Bahoo Boray!

ABC ran the animated version of How the Grinch Stole Christmas this evening. It was a half-hour special when it first aired in 1966 but nowadays, there are more commercials in a network show so they have a choice: Chop it down or pad it out. They chose to pad the show out to an hour by inserting filler aplenty, including a little documentary on the making of the special.

The documentary was produced in 1994 and its makers were able to interview several folks who worked on the show and have since passed away — director Chuck Jones, composer Albert Hague and voice actor Thurl Ravenscroft. It was also hosted by someone else who's no longer with us…Phil Hartman. In fact, he's not even in the documentary anymore. A few years ago, Warner Brothers redid his sequences and narration, replacing Phil with Tom Bergeron. I suppose we should be grateful they didn't replace Chuck, Albert and Thurl while they were at it.

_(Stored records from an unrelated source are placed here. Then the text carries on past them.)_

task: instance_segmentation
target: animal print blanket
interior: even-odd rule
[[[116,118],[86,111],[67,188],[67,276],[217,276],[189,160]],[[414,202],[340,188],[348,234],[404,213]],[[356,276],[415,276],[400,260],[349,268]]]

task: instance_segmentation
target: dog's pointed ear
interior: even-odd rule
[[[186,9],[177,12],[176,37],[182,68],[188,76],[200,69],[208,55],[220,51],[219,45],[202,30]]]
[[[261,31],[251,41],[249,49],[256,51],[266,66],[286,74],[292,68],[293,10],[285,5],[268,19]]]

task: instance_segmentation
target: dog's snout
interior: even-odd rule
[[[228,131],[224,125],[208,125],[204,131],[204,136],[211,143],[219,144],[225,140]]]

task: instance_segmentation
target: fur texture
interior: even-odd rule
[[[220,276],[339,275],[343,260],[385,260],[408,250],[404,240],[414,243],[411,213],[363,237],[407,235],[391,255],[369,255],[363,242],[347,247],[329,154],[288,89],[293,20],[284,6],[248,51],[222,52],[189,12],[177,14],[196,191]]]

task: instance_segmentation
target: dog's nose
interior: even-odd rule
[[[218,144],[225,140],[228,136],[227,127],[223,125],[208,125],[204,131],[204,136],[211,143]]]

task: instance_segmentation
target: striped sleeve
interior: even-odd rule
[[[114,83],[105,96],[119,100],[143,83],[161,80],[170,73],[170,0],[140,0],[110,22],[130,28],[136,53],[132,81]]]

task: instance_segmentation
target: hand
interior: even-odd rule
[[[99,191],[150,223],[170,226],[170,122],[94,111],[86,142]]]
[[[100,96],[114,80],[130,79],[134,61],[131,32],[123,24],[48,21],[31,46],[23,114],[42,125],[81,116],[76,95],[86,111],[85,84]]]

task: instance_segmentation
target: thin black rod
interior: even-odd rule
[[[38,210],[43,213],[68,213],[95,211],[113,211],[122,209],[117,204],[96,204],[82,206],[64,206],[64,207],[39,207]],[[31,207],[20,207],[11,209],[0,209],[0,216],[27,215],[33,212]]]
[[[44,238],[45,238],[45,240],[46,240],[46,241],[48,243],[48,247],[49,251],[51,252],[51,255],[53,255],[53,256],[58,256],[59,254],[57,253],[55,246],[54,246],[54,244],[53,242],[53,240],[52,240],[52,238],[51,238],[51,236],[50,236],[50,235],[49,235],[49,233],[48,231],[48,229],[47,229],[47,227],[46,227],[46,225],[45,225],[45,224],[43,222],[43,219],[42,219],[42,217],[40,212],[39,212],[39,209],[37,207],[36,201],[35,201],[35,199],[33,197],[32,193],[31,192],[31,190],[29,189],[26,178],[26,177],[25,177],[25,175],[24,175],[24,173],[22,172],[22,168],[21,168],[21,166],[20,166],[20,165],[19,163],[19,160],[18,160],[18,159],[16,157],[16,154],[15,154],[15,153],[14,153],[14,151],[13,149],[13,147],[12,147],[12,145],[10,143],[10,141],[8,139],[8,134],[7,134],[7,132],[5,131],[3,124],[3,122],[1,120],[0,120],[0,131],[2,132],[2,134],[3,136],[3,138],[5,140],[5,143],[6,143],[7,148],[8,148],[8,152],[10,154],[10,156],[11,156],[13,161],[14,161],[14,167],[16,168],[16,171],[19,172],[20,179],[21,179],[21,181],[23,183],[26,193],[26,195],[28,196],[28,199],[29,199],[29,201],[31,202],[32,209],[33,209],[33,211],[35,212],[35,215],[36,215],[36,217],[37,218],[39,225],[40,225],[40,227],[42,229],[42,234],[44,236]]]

Even though I have the animated special on DVD, I got hooked watching a little of it on ABC. It still works. Some of Jones's later animated work smacks too much of his own stylistic quirks. He was an overpowering director and when he handled someone else's characters — the Jones-directed Tom & Jerry cartoons, for instance, or his Pogo special with Walt Kelly — everyone came off looking like Wile E. Coyote and twitching their noses. But on Grinch, perhaps because he had Dr. Seuss hovering about or because the Good Doctor's style melded well with the Jones look, there was a unity of style and purpose. The additional story points, which came mostly from a brilliantly mad animation writer named Bob Ogle and an artist named Irv Spector, expanded the Seuss story without wrecking it. It's probably my third-favorite Christmas special, following A Charlie Brown Christmas and Mr. Magoo's Christmas Carol.